You need help processing this. What your father did that night was wholly inappropriate. Whether or not you were sexually abused beyond what you were forced to witness (called non-contact sexual abuse) I cannot say. But I do caution you to not make assumptions about this just because you can't remember your childhood. Even though your father did what he did, it doesn't mean he (or your mother) went further. Many people don't remember a lot about their formative years, not because anything bad happened or they blocked something out, but rather because they simply don't have the recall. That's not to suggest you haven't been traumatized by what you saw. Obviously, this has adversely affected you. I strongly recommend you seek out some form of counselling in order to help you deal with the repercussions of what you witnessed, and to explore your concerns. Thank you for sharing your story with my visitors and me.

From Victim to Victory, a memoir
Darlene Barriere
Webmaster: www.child-abuse-effects.com
author. speaker. survivor. coach
From Victim to Victory, a memoir

May 05, 2011
So many sick people
by: Anonymous

Tamar, what your parents did to you was unforgivable. Oh, and as for your mom, shame on her for running away from you instead of protecting you from that beast of a father!

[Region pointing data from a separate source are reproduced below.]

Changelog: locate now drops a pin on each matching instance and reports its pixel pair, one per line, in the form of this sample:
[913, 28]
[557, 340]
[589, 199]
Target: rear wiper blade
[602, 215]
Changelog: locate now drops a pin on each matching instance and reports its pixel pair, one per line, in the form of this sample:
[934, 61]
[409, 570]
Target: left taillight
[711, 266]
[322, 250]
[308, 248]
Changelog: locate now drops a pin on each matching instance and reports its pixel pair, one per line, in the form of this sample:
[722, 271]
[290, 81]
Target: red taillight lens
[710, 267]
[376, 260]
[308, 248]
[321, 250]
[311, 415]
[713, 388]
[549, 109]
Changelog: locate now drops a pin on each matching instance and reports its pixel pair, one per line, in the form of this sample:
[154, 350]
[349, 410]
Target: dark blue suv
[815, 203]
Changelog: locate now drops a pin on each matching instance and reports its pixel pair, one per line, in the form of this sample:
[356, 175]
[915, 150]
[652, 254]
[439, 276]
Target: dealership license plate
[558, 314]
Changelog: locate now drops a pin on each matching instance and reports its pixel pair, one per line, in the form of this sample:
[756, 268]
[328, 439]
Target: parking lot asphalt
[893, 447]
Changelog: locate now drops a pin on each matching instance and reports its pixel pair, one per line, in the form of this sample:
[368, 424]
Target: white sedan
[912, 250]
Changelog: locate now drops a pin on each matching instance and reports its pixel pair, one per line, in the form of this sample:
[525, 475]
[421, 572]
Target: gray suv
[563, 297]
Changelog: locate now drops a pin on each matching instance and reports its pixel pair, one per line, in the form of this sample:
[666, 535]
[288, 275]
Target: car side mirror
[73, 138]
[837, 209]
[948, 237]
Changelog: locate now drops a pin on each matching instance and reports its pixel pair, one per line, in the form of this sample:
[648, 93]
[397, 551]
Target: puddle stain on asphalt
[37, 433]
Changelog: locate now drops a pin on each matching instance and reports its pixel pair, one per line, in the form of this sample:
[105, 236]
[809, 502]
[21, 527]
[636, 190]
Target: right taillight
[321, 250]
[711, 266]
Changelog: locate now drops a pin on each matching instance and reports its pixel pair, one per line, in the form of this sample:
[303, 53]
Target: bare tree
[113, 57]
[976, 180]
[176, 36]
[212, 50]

I can't believe that she chose to just stand there and do nothing about that sicko offending you, so please tell someone you really trust and keep telling until he/she will finally listen to you and help you!

May 05, 2011
I am very special: I am highly gifted: Always Believe in Yourself
by: maurice

Great you found Darlene's site: Now act on her true heart comment to you Tamar: I will I can I must because I am WORTH it: It is a safe place to begin to loving the beautiful and wonderful you Tamar: I'M SPECIAL; Yes, Darlene sure has given you her woman's heart empowering words of hope and encouragement: Combine them with having a healthy mind in a healthy body then Tamar you are on a winner for life: I know and I am convinced with my words of encouragement for you to become active and alive (Off your Bottom) with your friends, fellow students taking part in team sports and sporting and cultural activities your dreams, hopes and horizon will open out in a clearer picture for you: ALWAYS BELIEVE IN YOURSELF: Going for counselling will empower you tooo and put what you experienced as a child in what your Ftaher did: will be totally put in perspoective: When you take part with like-minded people your own age and gender you'll bloosom and make real and natural friends for life: Love the ME looking out at you from the mirror: Hug and cuddle LOVE into yourself and your body: Value and respect your beautifulness of mind and body: Be gentle and kind to YOURSELF Tamar:

May 06, 2011
To Tamar
by: Mag

It sounds like you realize that this incident is NOT your fault and this is good. You are innocent. I am so sorry you experienced this but now you can heal from it with help from a counselor. Find someone who will listen, support and encourage you. You are strong.

May 31, 2011
Thank you guys for your support!
by: Tamar

Thank you guys for all your support. I will be moving out of my parents house this Saturday and as soon as I do i'm going to seek therapy and then open up to my sister about the incident.
I know she will be there for me and it will be a big load off my shoulders to tell her what has happened in the past.

Thank you!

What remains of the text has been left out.